Montag, 12. Oktober 2015, 09:08

Bei einem Absturz des Laptops sind viele Filmdatein verloren gegangen. So das aus den 8 Minütigen Kurzfilm nur noch die 4 Minuten übriggeblieben sind. Was auch eine Storylücken in dem ferigen Film erklärt. Trotzdem wurde der film fertig erstellt.
ich finde es interessant, dass der Film "fertig erstellt" wurde, obwohl es einige (kaum merkliche) "Storylücken" gibt und die Hälfte der Aufnahmen "verloren" gegangen sind. Was möchtest du denn hier jetzt von uns hören? Dass der Film trotzdem toll ist, obwohl es keine wirkliche Geschichte gibt? Und wenn es eine Geschichte gab (wovon ich jetzt einfach mal ausgehe, weil man am Ende Deinen Namen hinter dem Wort "Drehbuch und Regie" lesen kann) wieso ist es Dir dann egal wenn 50% des Materials plötzlich nicht mehr vorhanden sind? Glaubst du wirklich mit einer solchen Einstellung zu deiner Arbeit kann etwas gutes bei rauskommen? Ich wüsste gerne für wen du den Film gemacht hast - für dich selbst als Zeitvertreib oder um Zuschauer zu unterhalten?
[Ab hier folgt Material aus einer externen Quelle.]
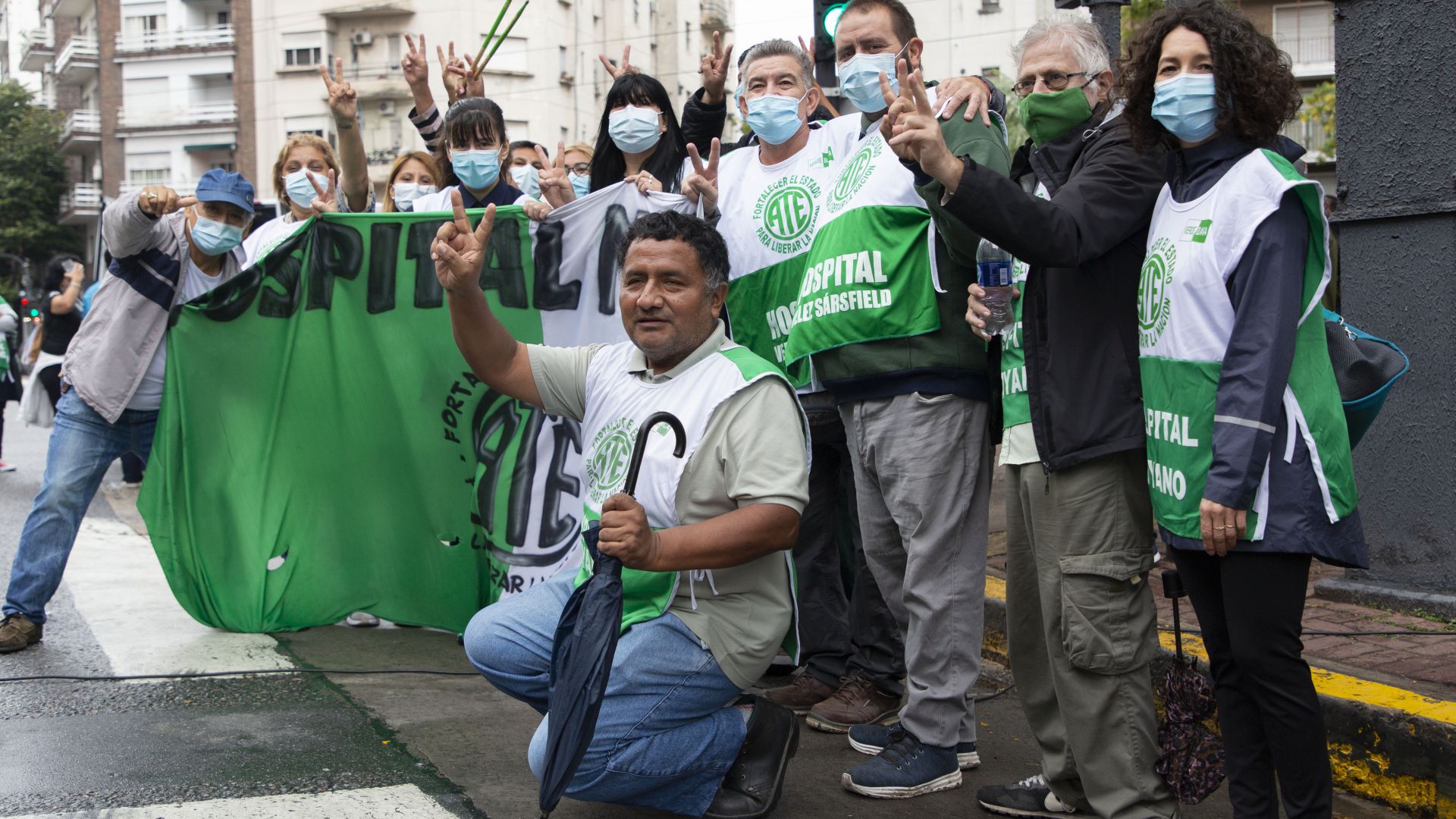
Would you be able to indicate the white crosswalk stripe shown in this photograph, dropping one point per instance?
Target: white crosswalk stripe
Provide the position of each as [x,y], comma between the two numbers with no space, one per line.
[364,803]
[120,591]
Da es dein erster Beitrag ist vermute ich mal den Sinn und Zweck deines Posts hier im Forum in einer Klickgenerierung. Ich werde mich für diese gewagte These bei dir entschuldigen, wenn du hier in einem Monat immer noch aktiv bist.

Ach ja... die starken Schwankungen beim Ton (Effekte zu laut/ Stimme zu leise) sind extrem nervig.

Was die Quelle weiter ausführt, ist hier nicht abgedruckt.